Bug 1399761

Summary: Logging fluentD daemon set does not set Memory limit for the pods
Product: OpenShift Container Platform Reporter: Boris Kurktchiev <kurktchiev>
Component: LoggingAssignee: ewolinet
Status: CLOSED CURRENTRELEASE QA Contact: Xia Zhao <xiazhao>
Severity: high Docs Contact:
Priority: unspecified    
Version: 3.3.1CC: aos-bugs, erjones, ewolinet, tdawson
Target Milestone: ---Keywords: Reopened
Target Release: ---   
Hardware: Unspecified   
OS: Linux   
Whiteboard:
Fixed In Version: Doc Type: Enhancement
Doc Text:
Feature: Fluentd memory limit set by default to 512m Reason: Fluentd will run unbound by memory and can grow to upwards of 3G on a node Result: Fluentd by default will be bound to 512m as part of the template change in the deployer
Story Points: ---
Clone Of: Environment:
Last Closed: 2017-02-16 21:03:48 UTC Type: Bug
Regression: --- Mount Type: ---
Documentation: --- CRM:
Verified Versions: Category: ---
oVirt Team: --- RHEL 7.3 requirements from Atomic Host:
Cloudforms Team: --- Target Upstream Version:

Description Boris Kurktchiev 2016-11-29 16:48:51 UTC
Description of problem:
The logging deployer does not set a memory limit in the DaemonSet for the fluentD pods, which means the pods can consume as much memory as they like.

Version-Release number of selected component (if applicable):
3.3.1.5

How reproducible:
Deploy Logging and let fluentD run on a busy system and watch its memory usage grow

Additional info:
Spoke with jcantril in #openshift-dev about this and basically it seems to be no real technical reason fluentd needs to have no memory limit.

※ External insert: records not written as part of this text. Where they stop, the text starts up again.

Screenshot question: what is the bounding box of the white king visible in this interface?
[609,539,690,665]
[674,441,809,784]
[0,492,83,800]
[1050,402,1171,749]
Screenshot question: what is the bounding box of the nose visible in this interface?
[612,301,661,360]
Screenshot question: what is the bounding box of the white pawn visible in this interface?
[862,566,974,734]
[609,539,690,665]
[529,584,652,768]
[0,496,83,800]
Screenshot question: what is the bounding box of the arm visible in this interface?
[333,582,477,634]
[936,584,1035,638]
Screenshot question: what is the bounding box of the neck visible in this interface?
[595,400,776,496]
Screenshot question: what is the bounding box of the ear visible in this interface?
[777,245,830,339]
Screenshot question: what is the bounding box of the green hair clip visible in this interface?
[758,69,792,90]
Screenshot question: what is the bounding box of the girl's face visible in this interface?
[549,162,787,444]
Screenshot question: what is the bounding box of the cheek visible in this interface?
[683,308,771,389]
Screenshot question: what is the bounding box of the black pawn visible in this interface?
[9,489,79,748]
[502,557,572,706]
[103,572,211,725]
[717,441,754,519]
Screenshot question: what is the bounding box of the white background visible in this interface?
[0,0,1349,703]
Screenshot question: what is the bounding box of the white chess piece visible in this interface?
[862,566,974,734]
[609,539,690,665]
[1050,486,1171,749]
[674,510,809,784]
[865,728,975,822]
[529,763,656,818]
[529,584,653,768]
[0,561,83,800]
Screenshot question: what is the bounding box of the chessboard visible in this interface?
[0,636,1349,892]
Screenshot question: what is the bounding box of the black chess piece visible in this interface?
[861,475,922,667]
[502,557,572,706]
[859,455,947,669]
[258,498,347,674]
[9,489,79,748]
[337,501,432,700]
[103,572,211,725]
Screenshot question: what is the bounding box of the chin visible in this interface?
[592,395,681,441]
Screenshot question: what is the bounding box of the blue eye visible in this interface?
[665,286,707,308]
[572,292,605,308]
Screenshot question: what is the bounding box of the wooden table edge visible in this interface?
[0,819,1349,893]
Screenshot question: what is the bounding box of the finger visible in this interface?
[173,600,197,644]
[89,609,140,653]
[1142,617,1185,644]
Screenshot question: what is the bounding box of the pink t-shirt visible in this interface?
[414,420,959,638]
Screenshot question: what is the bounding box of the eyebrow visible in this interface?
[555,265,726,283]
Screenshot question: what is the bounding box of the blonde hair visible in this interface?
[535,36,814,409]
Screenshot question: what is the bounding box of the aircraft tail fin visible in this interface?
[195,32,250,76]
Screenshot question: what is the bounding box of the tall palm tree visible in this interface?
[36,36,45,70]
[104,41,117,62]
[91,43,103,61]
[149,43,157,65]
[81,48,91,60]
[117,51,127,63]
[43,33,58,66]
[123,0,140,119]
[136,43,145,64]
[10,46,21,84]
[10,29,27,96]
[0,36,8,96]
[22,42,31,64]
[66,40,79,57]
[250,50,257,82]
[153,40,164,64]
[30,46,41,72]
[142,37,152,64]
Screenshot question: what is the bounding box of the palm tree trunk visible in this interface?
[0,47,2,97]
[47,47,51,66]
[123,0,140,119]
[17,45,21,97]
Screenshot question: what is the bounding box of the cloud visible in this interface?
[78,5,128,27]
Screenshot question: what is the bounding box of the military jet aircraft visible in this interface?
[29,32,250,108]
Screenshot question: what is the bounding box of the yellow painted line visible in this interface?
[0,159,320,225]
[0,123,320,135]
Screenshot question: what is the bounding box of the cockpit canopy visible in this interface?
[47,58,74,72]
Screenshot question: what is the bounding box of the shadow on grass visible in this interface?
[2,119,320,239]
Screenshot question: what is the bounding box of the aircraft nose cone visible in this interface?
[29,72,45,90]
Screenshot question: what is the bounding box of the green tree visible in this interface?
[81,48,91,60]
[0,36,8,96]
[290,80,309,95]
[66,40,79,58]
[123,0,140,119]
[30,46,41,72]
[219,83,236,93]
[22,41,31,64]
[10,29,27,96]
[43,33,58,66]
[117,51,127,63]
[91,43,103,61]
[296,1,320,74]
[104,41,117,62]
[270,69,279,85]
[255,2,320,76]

The DaemonSet that gets created by the logging-deployer sets a CPU limit but does not set one for memory.

The problem with not setting one is that fluentd can basically end up consuming the entirety of a node's RAM (unlikely but possible). I currently have pods that are sitting at 3GB utilization.

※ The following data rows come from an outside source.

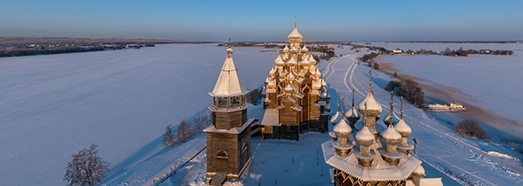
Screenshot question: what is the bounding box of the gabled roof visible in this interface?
[209,48,247,96]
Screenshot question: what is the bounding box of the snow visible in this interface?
[4,44,523,185]
[373,43,523,143]
[0,44,276,185]
[287,27,303,38]
[319,47,523,185]
[322,141,422,181]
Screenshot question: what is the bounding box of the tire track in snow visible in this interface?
[338,49,516,185]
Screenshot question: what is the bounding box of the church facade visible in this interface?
[322,72,443,186]
[261,24,330,140]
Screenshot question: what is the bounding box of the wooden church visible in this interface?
[203,45,254,182]
[261,23,330,140]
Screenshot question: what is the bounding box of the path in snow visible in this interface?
[0,44,276,185]
[323,46,523,185]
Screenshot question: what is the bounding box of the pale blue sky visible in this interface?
[0,0,523,41]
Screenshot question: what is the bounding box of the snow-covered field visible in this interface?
[0,44,276,185]
[372,43,523,141]
[0,44,523,185]
[320,49,523,185]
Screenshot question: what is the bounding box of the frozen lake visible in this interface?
[0,44,276,185]
[373,43,523,140]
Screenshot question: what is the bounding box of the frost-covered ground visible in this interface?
[372,43,523,142]
[0,44,523,185]
[0,44,276,185]
[164,45,523,185]
[322,47,523,185]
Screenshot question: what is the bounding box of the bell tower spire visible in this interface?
[203,42,254,179]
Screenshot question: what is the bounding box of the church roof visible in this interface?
[321,141,421,181]
[287,26,303,38]
[359,91,383,113]
[209,48,247,96]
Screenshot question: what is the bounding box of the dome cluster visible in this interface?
[330,70,413,167]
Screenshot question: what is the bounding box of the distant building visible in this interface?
[322,70,443,186]
[203,47,254,185]
[261,21,330,140]
[392,50,403,54]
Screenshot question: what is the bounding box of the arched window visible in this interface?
[242,142,249,153]
[216,150,229,159]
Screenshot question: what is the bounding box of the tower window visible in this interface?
[242,142,249,153]
[216,150,229,159]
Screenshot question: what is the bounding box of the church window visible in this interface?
[242,142,249,153]
[216,150,229,159]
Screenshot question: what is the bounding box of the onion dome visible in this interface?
[320,87,329,98]
[301,45,309,53]
[309,55,317,65]
[287,25,303,38]
[331,110,343,124]
[381,125,401,143]
[412,165,425,176]
[291,47,298,53]
[394,119,412,137]
[274,55,285,66]
[334,119,352,138]
[283,45,289,53]
[287,72,296,81]
[301,58,311,66]
[321,79,327,88]
[287,57,298,65]
[383,112,399,126]
[283,84,294,93]
[314,68,321,78]
[356,126,374,145]
[345,107,360,121]
[269,67,276,77]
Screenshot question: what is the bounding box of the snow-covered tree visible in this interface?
[163,125,176,146]
[194,113,212,132]
[176,120,194,142]
[64,144,110,185]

The daemonset needs to set a "sane" (whatever that may be) Memory limit in the spec as otherwise unpleasantries can happen.

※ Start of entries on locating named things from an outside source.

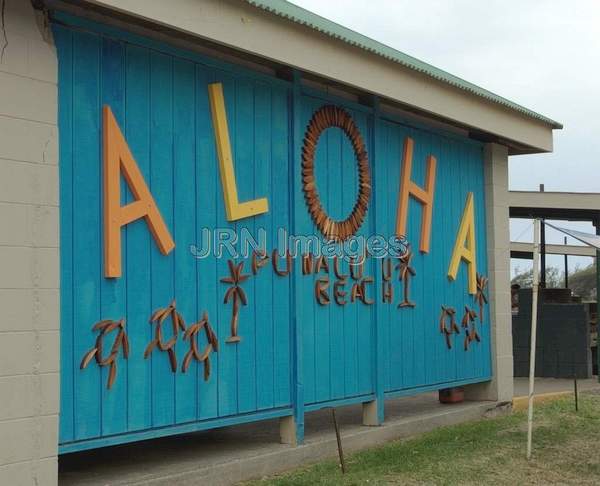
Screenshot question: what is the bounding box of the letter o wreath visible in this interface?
[302,105,371,241]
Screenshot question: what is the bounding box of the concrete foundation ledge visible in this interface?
[59,393,510,486]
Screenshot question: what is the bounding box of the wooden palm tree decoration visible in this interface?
[440,306,460,349]
[221,260,250,343]
[144,299,185,373]
[396,245,417,307]
[181,312,219,381]
[461,306,481,351]
[475,273,488,324]
[79,319,129,390]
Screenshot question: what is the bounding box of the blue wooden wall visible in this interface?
[54,15,491,452]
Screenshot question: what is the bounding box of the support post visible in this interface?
[464,143,513,402]
[292,70,305,445]
[564,236,569,289]
[527,219,544,459]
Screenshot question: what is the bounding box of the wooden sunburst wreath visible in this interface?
[79,319,129,390]
[302,105,371,242]
[440,306,460,349]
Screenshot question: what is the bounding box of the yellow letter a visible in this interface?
[102,105,175,277]
[396,137,436,253]
[448,192,477,294]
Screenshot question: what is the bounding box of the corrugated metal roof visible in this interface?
[245,0,563,128]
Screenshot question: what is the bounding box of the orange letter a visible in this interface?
[102,105,175,278]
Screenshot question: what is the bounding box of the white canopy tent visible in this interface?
[527,222,600,459]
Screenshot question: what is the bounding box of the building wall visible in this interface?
[54,15,491,452]
[0,0,59,485]
[465,143,513,402]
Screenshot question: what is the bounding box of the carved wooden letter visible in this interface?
[448,192,477,294]
[208,83,269,221]
[396,137,436,253]
[102,105,175,278]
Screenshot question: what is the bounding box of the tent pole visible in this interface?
[527,218,540,459]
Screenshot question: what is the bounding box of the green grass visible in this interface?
[250,395,600,486]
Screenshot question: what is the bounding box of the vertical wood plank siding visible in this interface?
[54,20,491,451]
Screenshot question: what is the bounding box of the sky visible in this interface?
[293,0,600,274]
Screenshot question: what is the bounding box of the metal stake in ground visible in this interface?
[331,408,346,474]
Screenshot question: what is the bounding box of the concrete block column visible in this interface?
[465,143,513,402]
[0,0,60,486]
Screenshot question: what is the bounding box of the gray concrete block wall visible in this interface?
[465,143,513,402]
[0,0,60,486]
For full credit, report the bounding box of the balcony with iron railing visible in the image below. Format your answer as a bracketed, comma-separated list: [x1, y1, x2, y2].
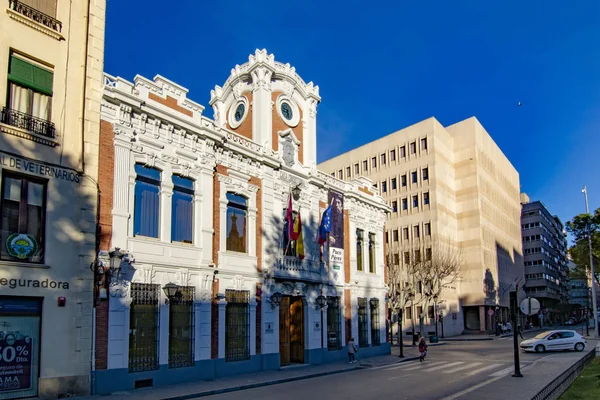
[8, 0, 62, 32]
[273, 254, 327, 282]
[0, 107, 56, 139]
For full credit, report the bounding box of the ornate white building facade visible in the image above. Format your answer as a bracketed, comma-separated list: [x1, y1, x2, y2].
[93, 50, 390, 394]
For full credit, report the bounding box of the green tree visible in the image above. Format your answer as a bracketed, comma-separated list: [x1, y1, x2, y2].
[567, 208, 600, 282]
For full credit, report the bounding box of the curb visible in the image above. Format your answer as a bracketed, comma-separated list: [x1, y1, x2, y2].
[160, 366, 360, 400]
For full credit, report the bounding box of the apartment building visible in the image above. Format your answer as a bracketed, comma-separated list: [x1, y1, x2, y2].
[319, 118, 523, 335]
[0, 0, 105, 399]
[94, 50, 390, 394]
[521, 193, 569, 325]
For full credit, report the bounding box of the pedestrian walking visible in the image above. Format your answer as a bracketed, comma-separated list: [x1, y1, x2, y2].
[347, 338, 358, 364]
[419, 337, 427, 362]
[517, 325, 525, 339]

Comment 4 Xia Zhao 2016-12-01 08:09:31 UTC
Verified with the latest deployer pod on ops registry:
openshift3/logging-deployer        3.4.0               5b8c3c9eb40d   

For fluentd daemonset:

        name: fluentd-elasticsearch
        resources:
          limits:
            cpu: 100m
            memory: 512Mi

For each fluentd pods:

    name: fluentd-elasticsearch
    resources:
      limits:
        cpu: 100m
        memory: 512Mi
      requests:
        cpu: 100m
        memory: 512Mi

# openshift version
openshift v3.4.0.32+d349492
kubernetes v1.4.0+776c994
etcd 3.1.0-rc.0

Comment 5 Troy Dawson 2017-02-16 21:03:48 UTC
This bug was fixed with the latest OCP 3.4.0 that is already released.